Writing ‘The Re-Education of Gina Obi’
By James Henshaw Jnr
AS a former lecturer, it was quite easy to write the play The Re-Education of Gina Obi. I didn’t have to do much research. Since the play was based in an educational setting, I just had to dig into my reserves of experience in the classroom. But it was still such a different ordeal though from my previous writing. The maxim that writers need to find themselves within an environment where they can express themselves authentically is all so true. The characters and the scenarios in this play were in my face, all around me, bombarding me with their stories.
I had just returned to Nigeria, having lived most of my life out of the country. Being on the ground was a breath of fresh air to me – a new lease of life for my writing. With my creativity in the cooler for decades in the United Kingdom, with attempts at navigating out of the doldrums proving futile, here in this mad country, I could literally pluck ideas out of thin air. I was recharged; I could feel the blood flowing back in my veins.
I kept recalling a play I had watched way back in my student days, Educating Rita by Willy Russel. The theme, ambitious lowly working-class girl and a patronising upper-class man, has been making the rounds for ages: George Bernard Shaw’s Pygmalion and My Fair Lady the musical. I could see instinctively how it could be transposed to the terrain in Nigeria. But in this case, it wouldn’t just be about two people seeking an identity. The play had to capture the broad sweep of what it means to exist in a tumultuous country like Nigeria
With the eye of an ‘outsider’, one tends to see and notice things in ways people of the soil do not or have lived with for so long they have become immune to them. There was a lot, and I mean a lot. Nigeria is not just a pot of energy; it is a swirl with tensions pulling in all directions. This makes life exciting, but at the same time dangerous, in fact too dangerous at times for comfort. The scramble to survive forces extremes of human behaviour. Nothing is good or bad. It just depends on which position on the stage one is viewing the action.
Dr. James Henshaw Jnr
As an African writer, one cannot just write for fun, I think. We have an added responsibility that writers in Western cultures don’t necessarily have to bear. We must point the touch into the dark recesses of our society – one that does not reward on merit but rather on who you know; the wilful, and criminal, neglect of young people, and as it relates to Gina, one that sees a woman’s body as her sole asset.

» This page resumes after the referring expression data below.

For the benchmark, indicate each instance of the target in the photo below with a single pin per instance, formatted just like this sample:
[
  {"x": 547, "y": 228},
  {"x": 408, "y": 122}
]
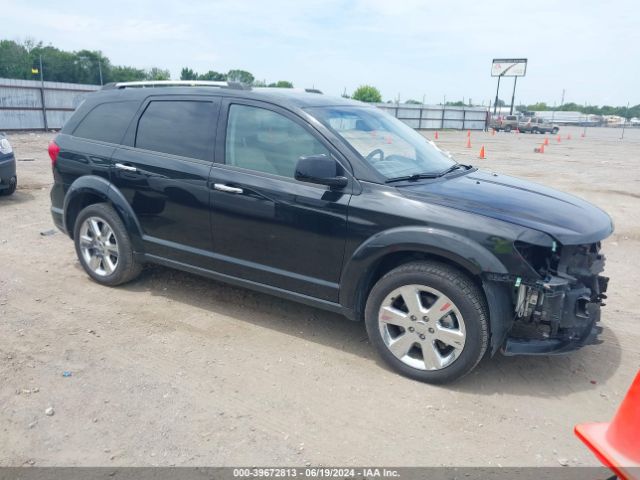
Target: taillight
[{"x": 54, "y": 150}]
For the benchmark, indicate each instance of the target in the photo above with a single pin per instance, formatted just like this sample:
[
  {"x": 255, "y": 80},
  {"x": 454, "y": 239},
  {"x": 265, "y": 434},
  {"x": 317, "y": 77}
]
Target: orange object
[{"x": 617, "y": 444}]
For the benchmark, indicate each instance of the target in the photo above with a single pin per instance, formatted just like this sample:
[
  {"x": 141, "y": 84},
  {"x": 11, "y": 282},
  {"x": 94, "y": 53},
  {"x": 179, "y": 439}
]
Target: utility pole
[
  {"x": 513, "y": 95},
  {"x": 495, "y": 104},
  {"x": 44, "y": 108},
  {"x": 625, "y": 122}
]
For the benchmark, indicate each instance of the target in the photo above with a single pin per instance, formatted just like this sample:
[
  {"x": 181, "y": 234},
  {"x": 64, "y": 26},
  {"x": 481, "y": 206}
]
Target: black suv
[
  {"x": 8, "y": 177},
  {"x": 332, "y": 203}
]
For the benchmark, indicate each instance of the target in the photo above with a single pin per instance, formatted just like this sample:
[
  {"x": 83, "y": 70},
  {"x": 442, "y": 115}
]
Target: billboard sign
[{"x": 509, "y": 67}]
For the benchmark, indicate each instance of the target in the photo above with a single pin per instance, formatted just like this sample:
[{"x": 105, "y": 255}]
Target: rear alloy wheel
[
  {"x": 13, "y": 184},
  {"x": 428, "y": 321},
  {"x": 103, "y": 246}
]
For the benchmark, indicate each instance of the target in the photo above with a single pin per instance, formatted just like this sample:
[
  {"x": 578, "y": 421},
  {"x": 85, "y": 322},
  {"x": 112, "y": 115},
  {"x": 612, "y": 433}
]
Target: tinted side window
[
  {"x": 266, "y": 141},
  {"x": 180, "y": 127},
  {"x": 107, "y": 122}
]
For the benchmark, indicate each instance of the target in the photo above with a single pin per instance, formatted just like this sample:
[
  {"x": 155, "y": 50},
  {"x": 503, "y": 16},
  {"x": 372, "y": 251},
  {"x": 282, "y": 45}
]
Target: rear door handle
[
  {"x": 226, "y": 188},
  {"x": 128, "y": 168}
]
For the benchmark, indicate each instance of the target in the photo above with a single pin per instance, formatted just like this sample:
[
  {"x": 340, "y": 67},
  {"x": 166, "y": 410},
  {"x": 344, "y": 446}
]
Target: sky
[{"x": 407, "y": 48}]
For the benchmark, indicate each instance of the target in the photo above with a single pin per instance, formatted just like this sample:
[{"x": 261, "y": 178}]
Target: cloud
[{"x": 413, "y": 47}]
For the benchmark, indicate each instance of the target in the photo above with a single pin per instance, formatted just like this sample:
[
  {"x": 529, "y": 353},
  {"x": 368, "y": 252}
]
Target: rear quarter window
[
  {"x": 107, "y": 122},
  {"x": 177, "y": 127}
]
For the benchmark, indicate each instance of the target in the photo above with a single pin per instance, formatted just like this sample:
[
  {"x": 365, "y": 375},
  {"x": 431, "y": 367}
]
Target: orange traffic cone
[{"x": 617, "y": 444}]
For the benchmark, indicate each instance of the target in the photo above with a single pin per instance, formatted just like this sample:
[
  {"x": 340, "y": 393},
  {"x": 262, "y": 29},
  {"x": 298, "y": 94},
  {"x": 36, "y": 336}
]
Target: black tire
[
  {"x": 13, "y": 184},
  {"x": 126, "y": 268},
  {"x": 465, "y": 295}
]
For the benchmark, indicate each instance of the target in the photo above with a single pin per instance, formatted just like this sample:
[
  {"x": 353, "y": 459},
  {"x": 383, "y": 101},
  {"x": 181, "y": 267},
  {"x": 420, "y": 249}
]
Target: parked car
[
  {"x": 8, "y": 176},
  {"x": 506, "y": 123},
  {"x": 537, "y": 125},
  {"x": 335, "y": 204}
]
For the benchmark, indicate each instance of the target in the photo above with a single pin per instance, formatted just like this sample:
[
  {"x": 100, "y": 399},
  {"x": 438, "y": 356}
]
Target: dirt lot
[{"x": 174, "y": 369}]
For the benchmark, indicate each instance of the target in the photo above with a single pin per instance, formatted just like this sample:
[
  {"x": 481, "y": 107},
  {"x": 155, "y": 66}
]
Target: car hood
[{"x": 570, "y": 220}]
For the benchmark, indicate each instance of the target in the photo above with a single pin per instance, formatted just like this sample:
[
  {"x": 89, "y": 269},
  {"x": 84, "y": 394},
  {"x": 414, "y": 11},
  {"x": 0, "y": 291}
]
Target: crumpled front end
[{"x": 560, "y": 311}]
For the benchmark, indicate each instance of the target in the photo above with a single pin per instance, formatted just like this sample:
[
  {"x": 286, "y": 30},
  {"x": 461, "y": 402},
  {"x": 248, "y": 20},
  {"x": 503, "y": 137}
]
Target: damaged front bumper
[{"x": 559, "y": 313}]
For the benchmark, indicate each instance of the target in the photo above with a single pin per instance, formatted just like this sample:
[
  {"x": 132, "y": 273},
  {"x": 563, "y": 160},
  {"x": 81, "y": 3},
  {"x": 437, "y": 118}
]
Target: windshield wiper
[
  {"x": 453, "y": 167},
  {"x": 418, "y": 176},
  {"x": 411, "y": 178}
]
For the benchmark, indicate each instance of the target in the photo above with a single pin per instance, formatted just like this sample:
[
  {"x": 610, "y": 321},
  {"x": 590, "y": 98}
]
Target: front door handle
[
  {"x": 128, "y": 168},
  {"x": 226, "y": 188}
]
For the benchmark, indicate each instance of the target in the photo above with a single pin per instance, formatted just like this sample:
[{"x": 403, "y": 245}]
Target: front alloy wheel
[
  {"x": 428, "y": 321},
  {"x": 422, "y": 327},
  {"x": 99, "y": 246}
]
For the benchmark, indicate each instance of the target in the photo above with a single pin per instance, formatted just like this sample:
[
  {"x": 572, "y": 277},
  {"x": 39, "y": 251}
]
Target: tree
[
  {"x": 14, "y": 60},
  {"x": 213, "y": 76},
  {"x": 126, "y": 74},
  {"x": 188, "y": 74},
  {"x": 538, "y": 107},
  {"x": 281, "y": 84},
  {"x": 241, "y": 76},
  {"x": 367, "y": 93},
  {"x": 156, "y": 73}
]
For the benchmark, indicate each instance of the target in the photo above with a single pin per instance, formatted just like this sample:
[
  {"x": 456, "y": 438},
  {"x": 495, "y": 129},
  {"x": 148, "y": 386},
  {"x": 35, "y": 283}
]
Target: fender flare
[
  {"x": 461, "y": 250},
  {"x": 94, "y": 185}
]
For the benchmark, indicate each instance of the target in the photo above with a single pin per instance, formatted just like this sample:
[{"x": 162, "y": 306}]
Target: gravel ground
[{"x": 174, "y": 369}]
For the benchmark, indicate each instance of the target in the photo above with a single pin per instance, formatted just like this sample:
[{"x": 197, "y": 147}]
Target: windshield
[{"x": 388, "y": 145}]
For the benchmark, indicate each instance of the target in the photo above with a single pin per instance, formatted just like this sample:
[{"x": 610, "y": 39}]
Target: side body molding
[{"x": 98, "y": 186}]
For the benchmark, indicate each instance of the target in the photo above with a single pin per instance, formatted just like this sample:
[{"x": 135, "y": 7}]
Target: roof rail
[{"x": 175, "y": 83}]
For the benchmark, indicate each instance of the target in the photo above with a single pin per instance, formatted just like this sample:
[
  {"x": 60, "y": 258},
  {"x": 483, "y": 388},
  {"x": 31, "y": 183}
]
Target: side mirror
[{"x": 320, "y": 169}]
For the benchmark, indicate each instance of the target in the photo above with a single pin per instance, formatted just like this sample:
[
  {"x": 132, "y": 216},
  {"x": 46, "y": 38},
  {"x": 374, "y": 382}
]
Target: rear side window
[
  {"x": 178, "y": 127},
  {"x": 107, "y": 122}
]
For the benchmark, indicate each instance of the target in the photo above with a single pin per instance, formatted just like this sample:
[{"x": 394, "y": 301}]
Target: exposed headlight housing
[{"x": 5, "y": 146}]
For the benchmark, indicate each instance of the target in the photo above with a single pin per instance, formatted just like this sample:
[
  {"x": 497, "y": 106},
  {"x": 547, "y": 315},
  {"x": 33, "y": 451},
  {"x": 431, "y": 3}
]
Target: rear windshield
[{"x": 107, "y": 122}]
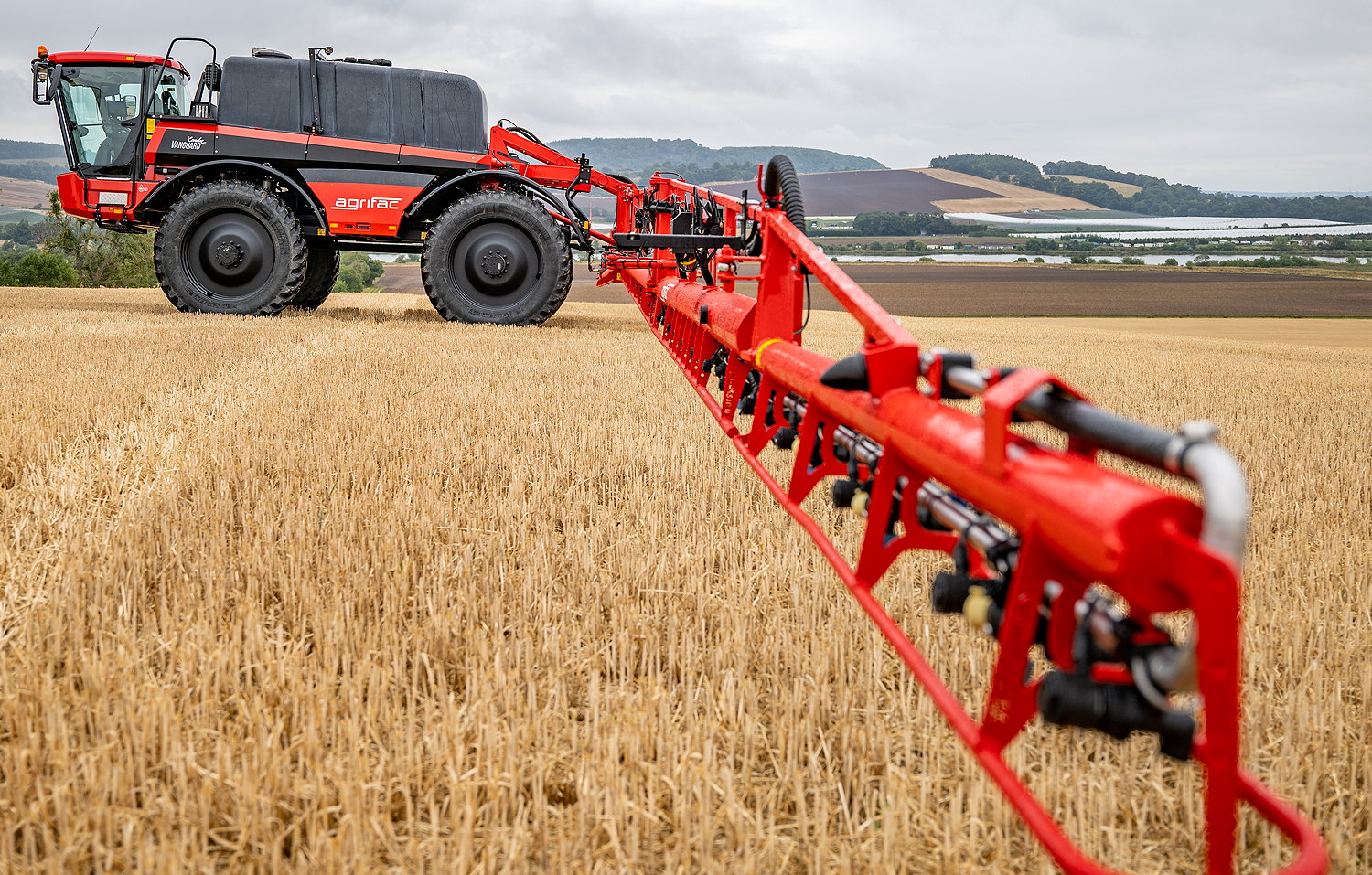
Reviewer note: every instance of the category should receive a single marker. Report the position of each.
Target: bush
(38, 271)
(359, 272)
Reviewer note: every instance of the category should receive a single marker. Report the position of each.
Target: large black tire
(320, 274)
(230, 247)
(497, 257)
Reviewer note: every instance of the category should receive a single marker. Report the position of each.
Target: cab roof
(110, 58)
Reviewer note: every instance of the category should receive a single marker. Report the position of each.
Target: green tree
(359, 272)
(38, 271)
(96, 255)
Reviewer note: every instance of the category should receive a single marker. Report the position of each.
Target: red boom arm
(1040, 538)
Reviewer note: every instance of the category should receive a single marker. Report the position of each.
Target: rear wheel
(230, 247)
(320, 276)
(497, 257)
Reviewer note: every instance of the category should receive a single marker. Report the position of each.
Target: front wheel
(230, 247)
(497, 257)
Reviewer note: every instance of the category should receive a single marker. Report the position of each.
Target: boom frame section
(1078, 524)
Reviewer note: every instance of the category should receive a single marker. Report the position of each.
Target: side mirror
(41, 82)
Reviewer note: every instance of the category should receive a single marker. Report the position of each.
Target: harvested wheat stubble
(361, 590)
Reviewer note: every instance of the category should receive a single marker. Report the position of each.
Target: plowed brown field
(1013, 290)
(362, 592)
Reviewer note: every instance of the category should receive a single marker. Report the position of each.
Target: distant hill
(27, 148)
(639, 156)
(24, 194)
(1150, 195)
(911, 191)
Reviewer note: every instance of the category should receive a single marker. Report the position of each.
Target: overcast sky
(1254, 95)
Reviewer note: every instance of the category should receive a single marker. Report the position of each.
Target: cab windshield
(101, 106)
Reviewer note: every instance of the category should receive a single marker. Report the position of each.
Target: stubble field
(359, 590)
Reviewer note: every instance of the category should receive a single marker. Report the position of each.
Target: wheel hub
(496, 262)
(230, 255)
(228, 252)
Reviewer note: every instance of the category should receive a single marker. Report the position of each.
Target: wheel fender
(161, 197)
(434, 202)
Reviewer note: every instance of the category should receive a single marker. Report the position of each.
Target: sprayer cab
(103, 101)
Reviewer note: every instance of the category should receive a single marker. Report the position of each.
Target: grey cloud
(1221, 93)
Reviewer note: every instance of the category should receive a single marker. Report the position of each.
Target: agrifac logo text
(367, 203)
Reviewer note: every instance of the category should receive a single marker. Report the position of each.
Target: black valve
(1114, 710)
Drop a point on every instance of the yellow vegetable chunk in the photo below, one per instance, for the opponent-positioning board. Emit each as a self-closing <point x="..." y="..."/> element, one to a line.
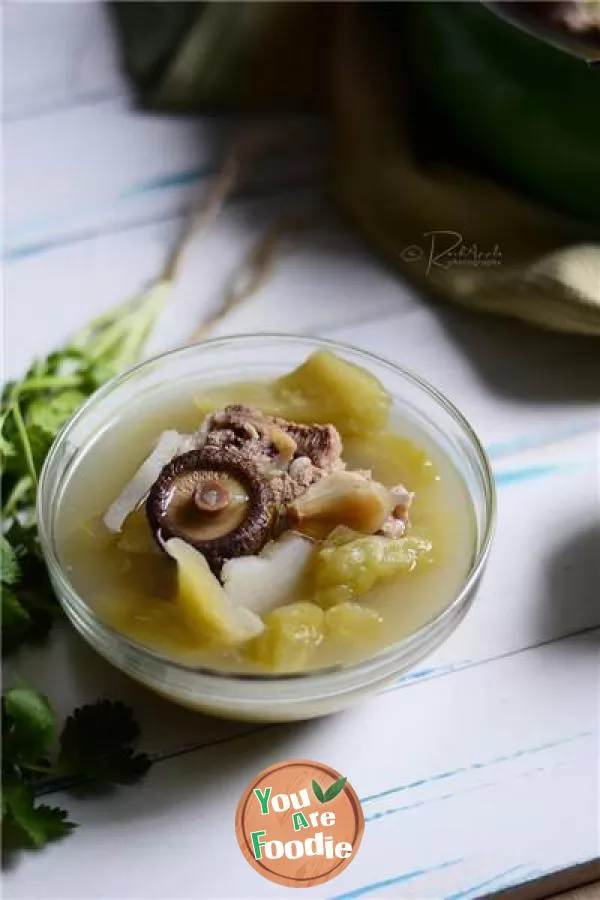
<point x="353" y="623"/>
<point x="205" y="607"/>
<point x="291" y="636"/>
<point x="348" y="564"/>
<point x="326" y="388"/>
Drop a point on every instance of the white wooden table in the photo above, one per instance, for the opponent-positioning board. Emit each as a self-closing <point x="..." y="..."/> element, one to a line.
<point x="481" y="768"/>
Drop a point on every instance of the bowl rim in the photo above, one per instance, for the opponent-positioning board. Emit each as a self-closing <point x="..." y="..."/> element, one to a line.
<point x="386" y="653"/>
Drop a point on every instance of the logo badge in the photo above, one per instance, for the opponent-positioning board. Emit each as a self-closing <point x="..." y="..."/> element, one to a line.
<point x="299" y="823"/>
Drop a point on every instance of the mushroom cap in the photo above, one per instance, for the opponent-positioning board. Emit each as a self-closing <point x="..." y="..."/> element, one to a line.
<point x="240" y="527"/>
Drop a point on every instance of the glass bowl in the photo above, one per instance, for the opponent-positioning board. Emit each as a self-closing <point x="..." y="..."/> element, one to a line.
<point x="258" y="697"/>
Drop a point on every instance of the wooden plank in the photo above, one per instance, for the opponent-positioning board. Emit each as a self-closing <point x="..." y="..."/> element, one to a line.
<point x="56" y="55"/>
<point x="467" y="783"/>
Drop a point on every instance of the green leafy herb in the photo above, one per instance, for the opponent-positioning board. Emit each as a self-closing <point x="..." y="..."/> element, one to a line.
<point x="94" y="749"/>
<point x="318" y="792"/>
<point x="334" y="789"/>
<point x="95" y="743"/>
<point x="32" y="412"/>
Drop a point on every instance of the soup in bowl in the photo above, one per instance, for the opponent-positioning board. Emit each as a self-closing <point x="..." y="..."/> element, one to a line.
<point x="266" y="527"/>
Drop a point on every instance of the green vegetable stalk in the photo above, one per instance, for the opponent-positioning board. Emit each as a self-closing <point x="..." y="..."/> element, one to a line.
<point x="32" y="412"/>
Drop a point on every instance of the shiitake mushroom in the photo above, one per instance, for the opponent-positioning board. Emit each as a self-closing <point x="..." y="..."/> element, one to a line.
<point x="214" y="499"/>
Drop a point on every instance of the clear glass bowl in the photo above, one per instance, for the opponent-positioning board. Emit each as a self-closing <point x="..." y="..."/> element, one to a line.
<point x="267" y="698"/>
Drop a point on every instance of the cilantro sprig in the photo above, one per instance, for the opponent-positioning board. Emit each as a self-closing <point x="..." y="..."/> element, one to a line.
<point x="94" y="747"/>
<point x="94" y="751"/>
<point x="32" y="412"/>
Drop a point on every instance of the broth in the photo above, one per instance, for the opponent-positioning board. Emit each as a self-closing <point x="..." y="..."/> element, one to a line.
<point x="132" y="591"/>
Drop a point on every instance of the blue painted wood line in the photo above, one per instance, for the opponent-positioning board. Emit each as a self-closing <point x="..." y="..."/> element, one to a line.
<point x="440" y="798"/>
<point x="398" y="879"/>
<point x="512" y="446"/>
<point x="532" y="473"/>
<point x="498" y="882"/>
<point x="477" y="766"/>
<point x="15" y="250"/>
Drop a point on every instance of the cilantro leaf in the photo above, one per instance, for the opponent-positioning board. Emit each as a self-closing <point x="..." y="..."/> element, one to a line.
<point x="95" y="743"/>
<point x="29" y="824"/>
<point x="10" y="571"/>
<point x="29" y="725"/>
<point x="29" y="607"/>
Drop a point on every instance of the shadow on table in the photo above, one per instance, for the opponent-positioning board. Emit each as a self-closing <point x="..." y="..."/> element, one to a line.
<point x="573" y="583"/>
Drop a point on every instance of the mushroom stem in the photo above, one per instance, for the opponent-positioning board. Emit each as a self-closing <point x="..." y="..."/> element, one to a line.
<point x="211" y="496"/>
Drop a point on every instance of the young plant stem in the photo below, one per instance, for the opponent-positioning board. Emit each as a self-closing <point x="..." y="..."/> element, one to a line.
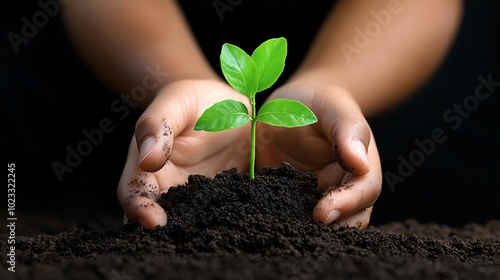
<point x="251" y="168"/>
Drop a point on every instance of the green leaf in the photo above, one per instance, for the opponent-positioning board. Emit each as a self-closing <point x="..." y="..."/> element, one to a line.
<point x="239" y="70"/>
<point x="269" y="58"/>
<point x="226" y="114"/>
<point x="286" y="113"/>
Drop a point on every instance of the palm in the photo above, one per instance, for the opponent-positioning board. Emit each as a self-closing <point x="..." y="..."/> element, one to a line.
<point x="179" y="150"/>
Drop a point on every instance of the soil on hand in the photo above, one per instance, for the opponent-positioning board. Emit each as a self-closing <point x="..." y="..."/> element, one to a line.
<point x="230" y="227"/>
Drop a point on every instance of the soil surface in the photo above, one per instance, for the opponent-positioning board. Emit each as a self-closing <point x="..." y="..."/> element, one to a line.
<point x="232" y="228"/>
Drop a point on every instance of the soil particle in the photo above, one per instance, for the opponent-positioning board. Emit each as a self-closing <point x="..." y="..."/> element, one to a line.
<point x="230" y="227"/>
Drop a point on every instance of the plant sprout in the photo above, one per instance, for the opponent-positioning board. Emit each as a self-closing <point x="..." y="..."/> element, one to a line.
<point x="249" y="75"/>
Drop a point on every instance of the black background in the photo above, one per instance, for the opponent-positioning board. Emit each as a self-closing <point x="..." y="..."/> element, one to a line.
<point x="48" y="97"/>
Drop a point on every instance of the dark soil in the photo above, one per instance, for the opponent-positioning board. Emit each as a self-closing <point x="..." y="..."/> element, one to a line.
<point x="232" y="228"/>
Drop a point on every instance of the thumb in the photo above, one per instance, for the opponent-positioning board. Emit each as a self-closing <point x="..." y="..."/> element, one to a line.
<point x="351" y="138"/>
<point x="343" y="122"/>
<point x="154" y="138"/>
<point x="157" y="126"/>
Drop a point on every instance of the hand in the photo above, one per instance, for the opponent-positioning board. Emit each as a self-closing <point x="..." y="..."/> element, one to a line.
<point x="339" y="149"/>
<point x="166" y="149"/>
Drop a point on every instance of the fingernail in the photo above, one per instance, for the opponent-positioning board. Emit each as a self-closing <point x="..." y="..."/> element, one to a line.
<point x="334" y="215"/>
<point x="359" y="147"/>
<point x="147" y="146"/>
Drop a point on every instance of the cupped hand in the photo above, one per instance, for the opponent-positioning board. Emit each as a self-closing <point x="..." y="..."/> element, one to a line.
<point x="165" y="148"/>
<point x="339" y="149"/>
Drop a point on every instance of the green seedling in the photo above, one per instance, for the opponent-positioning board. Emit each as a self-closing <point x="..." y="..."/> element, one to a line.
<point x="249" y="75"/>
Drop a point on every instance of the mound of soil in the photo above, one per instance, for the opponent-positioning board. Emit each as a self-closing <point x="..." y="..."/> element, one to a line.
<point x="230" y="227"/>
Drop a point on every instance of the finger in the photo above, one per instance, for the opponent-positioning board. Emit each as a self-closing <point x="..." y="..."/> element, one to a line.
<point x="359" y="220"/>
<point x="343" y="123"/>
<point x="155" y="130"/>
<point x="137" y="193"/>
<point x="330" y="176"/>
<point x="357" y="192"/>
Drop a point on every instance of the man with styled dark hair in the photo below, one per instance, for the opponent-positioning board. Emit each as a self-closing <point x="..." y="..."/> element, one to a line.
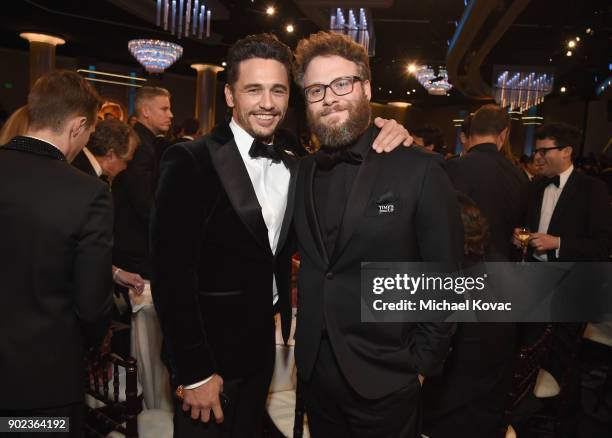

Comedy helps to get messages across in a palatable form, but this play is very serious in the themes it handles. When Ita, the lecturer, tries in vain to explain to Gina the concept of tragedy in drama, Gina articulates the concept in one simple, but ingenious question: “Sir, is Nigeria a tragedy?”
Within three weeks, I had completed the play, and it didn’t really need any serious re-writes. My concern though was how Nigerians would take to a play where only two characters sit around a desk chatting all the way through. I didn’t have to worry. At the first reading, all those present had much more to argue about than I could possibly have fitted into the play.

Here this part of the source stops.